A function that converts a name into a general format <last_name><separator><firstname letter(s)> (all lowercase) in a pandas DataFrame while avoiding duplicate entries.

from mlxtend.text import generalize_names_duplcheck

Overview

Note that using mlxtend.text.generalize_names with few firstname_output_letters can result in duplicate entries. E.g., if your dataset contains the names "Adam Johnson" and "Andrew Johnson", the default setting (i.e., 1 first name letter) will produce the generalized name "johnson a" in both cases.

One solution is to increase the number of first name letters in the output by setting the parameter firstname_output_letters to a value larger than 1.

An alternative solution is to use the generalize_names_duplcheck function if you are working with pandas DataFrames.

By default, generalize_names_duplcheck will apply generalize_names to a pandas DataFrame column with the minimum number of first name letters and append as many first name letters as necessary until no duplicates are present in the given DataFrame column.
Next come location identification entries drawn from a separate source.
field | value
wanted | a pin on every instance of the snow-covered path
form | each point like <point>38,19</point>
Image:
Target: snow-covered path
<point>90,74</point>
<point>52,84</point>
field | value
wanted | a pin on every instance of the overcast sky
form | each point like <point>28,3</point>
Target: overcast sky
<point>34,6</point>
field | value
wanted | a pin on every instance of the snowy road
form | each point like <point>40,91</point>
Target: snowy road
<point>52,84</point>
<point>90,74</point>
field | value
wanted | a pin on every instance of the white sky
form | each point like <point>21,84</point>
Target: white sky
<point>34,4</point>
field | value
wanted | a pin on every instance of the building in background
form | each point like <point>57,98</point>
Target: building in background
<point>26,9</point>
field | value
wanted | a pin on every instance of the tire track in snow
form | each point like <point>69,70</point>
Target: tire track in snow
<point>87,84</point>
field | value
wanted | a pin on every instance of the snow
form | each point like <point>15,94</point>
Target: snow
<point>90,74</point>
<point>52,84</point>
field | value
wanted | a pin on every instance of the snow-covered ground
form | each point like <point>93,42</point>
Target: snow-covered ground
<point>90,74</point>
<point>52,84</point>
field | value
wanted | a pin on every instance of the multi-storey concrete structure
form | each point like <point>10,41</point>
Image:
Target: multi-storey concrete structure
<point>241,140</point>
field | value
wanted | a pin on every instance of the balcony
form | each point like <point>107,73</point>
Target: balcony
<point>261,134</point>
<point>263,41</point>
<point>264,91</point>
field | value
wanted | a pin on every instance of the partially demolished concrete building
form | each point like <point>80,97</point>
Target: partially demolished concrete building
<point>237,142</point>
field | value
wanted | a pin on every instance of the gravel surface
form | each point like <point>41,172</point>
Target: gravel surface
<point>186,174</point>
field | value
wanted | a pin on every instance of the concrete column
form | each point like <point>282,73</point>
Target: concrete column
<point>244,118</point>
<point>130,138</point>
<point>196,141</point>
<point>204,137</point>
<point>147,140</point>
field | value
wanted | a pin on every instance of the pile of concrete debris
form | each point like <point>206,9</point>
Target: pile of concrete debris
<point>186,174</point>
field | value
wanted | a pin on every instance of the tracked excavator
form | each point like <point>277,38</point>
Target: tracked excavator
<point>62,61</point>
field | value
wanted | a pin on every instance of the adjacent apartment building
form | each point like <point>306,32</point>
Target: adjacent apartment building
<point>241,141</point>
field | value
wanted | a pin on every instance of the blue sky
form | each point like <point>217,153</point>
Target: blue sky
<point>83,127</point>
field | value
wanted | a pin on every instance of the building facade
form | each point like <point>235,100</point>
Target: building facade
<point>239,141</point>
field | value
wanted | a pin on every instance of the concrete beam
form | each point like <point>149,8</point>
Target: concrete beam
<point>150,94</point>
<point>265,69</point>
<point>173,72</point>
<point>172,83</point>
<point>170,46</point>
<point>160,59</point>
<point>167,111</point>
An example dataset column that contains the names

References

  • -

Example 1 - Defaults

Reading in a CSV file that has column Name for which we want to generalize the names:

  • Samuel Eto'o
  • Adam Johnson
  • Andrew Johnson
import pandas as pd
from io import StringIO

simulated_csv = "name,some_value\n"\
                "Samuel Eto'o,1\n"\
                "Adam Johnson,1\n"\
                "Andrew Johnson,1\n"

df = pd.read_csv(StringIO(simulated_csv))
df
name some_value
0 Samuel Eto'o 1
1 Adam Johnson 1
2 Andrew Johnson 1

Applying generalize_names_duplcheck to generate a new DataFrame with the generalized names without duplicates:

from mlxtend.text import generalize_names_duplcheck
df_new = generalize_names_duplcheck(df=df, col_name='name')
df_new
name some_value
0 etoo s 1
1 johnson ad 1
2 johnson an 1

API

generalize_names_duplcheck(df, col_name)

Generalizes names and removes duplicates.

Applies mlxtend.text.generalize_names to a DataFrame with 1 first name letter by default and uses more first name letters if duplicates are detected.

Parameters

  • df : pandas.DataFrame

    DataFrame that contains a column where generalize_names should be applied.

  • col_name : str

    Name of the DataFrame column where generalize_names function should be applied to.

Returns

  • df_new : str

    New DataFrame object where generalize_names function has been applied without duplicates.